Evict data from local disk/cache

Hi

I’m reading your documentation and it’s clear that I can choose to prewarm data (Local and Unlimited Database Storage Concepts · SingleStore Documentation) or prematurely execute my query to make sure that the data is fetched from unlimited storage and put onto the local disk.

However, I’m looking for the opposite. How do I evict from the local disk/cache, if I know I’m not going to be needing the data that’s been pulled for the near future?

I acknowledge it might be a weird request, but we’re seeing performance hits due to fetching data in some occasions when we’ve had to ingest a large bulk of historical data.

1 Like

Hi @ahkjeldsen. That is an interesting use case. To get the best out of it, it seems like you would want to declare to not cache data before you load it, so you don’t evict anything more valuable.

Can you elaborate a bit on your use case by saying more precisely how you were ingesting data, how much (total and as a fraction of your total available disk cache), and exactly what data you don’t want to cache, or want to evict?

Hi @hanson

You’re absolutely right. We would prefer to be able to configure a pipeline to consume directly into blob storage. I guess it’s not possible at the moment, but perhaps you can disclose if this is something that’s been talked about already?
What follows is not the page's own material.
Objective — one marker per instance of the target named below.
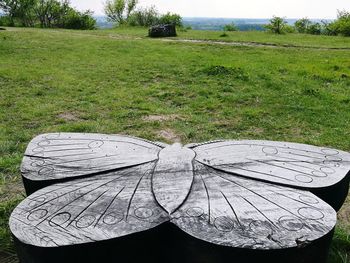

So the use case is that we’re providing web analytics to our customers. We therefore need to have a continuous stream of data being inserted, this is done using regular insert statements. If a customer change their ingestion configuration, then we wish to reprocess all their historical data. The customer data is then mutated outside of SingleStore in accordance with the ingestion configuration and then we use pipelines to insert it into our cluster. Once the new version of the data is ingested, we remove the old version of the data.

I don’t have those exact numbers available, sorry. We would essentially just want to evict everything and then have the cluster behave as if all the data was already in the blob store i.e. fetch when needed. We do not need the “prewarming” of the pipelined ingested data.

@ahkjeldsen okay, I understand. I made an internal feature request for this. We will consider it for the future. You’re the first to ask for this.

It would help if you can explain the performance issue you are having in more detail. It sounds like you think that the pipeline ingest (new blobs) are flushing your cache and causing poor hit rate for other data. Do you have any more details to verify this?

Thanks for making the internal feature request @hanson :smile:

You are right, that is my assumption. My assumption is however based on discussions with some of your colleagues during our onboarding process and later some debugging sessions where we looked at this issue as well. It was during these meetings we got introduced to how the “Unlimited Storage” works. At that time, our cluster was configured to be able to use 75% of the disk as local cache. We were told that the decrease in performance was due to the fact that many blobs needed to be pushed to S3 and we also needed to fetch a lot of blobs. Therefore we were getting longer query times due to the network IO and also sometimes because S3 were telling the cluster to slow down. Your colleagues suggested changing a configuration, such that we could use 85% of the local disk. That change had an immediate effect.

We were still seeing issues if we tried to ingest multiple customers full historical data at the same time, therefore we made a change in our application such that only one pipeline could run at a time. This kept us “above water” for a long time, but it has a negative impact for our customers as they sometimes need to wait days before their changed ingest configuration is applied. We sometimes allow two pipelines running at the same time, but often see a negative impact on our cluster soon after.

In cases were our continuous ingest of data can’t keep up, then we’ve found that making sure no pipelines are running, will make the continuous ingest catch up within a short period of time. We’ve tried to test if it’s just a coincidence by letting the pipelines keep running, but in those cases we just kept falling longer and longer behind in our continuous ingest process.

We’re also noticing that when running a lot of these full historical ingests, then the automated daily backup process is often taking more than 8 hours. During these 8 hours we’re also seeing a significant decrease in performance. We’ve had to contact your colleagues in Support requesting them to stop the backup as it made it near impossible to serve our customers in a timely manner. So I’m also assuming, that having pipelines ingest directly to the “Unlimited Storage”, would make the daily backup not consider these blobs as they would already have been pushed to S3. This is pure guesswork and not confirmed by anyone :sweat_smile:

@ahkjeldsen Thanks for these details. This will help us with the context when we plan bottomless performance improvements. We’re working on several things to make it better, including in the near term GP3 on AWS, and optimizations to improve I/O concurrency. This is an ongoing area of investment for us.

We also now give you the ability on our Helios cloud service to have 2x or 4x cache at an additional charge, that is less than doubling or quadrupling the size of your workspace. That can let you get your working set into local cache, which is recommended.

What cloud are you running on?

@hanson we’re not on Helios unfortunately. We’re not even in Workspaces, so it’s probably the “old old” cloud we’re on. I’ll forward the suggestion about doubling the cache size when/if we get onto Helios.

Got it. Some of the improvements we’re planning to the engine will help you if you are using bottomless, self-hosted. The Helios 2x/4x storage won’t help but you could provision cloud servers with bigger local disks to limit cache misses, of course.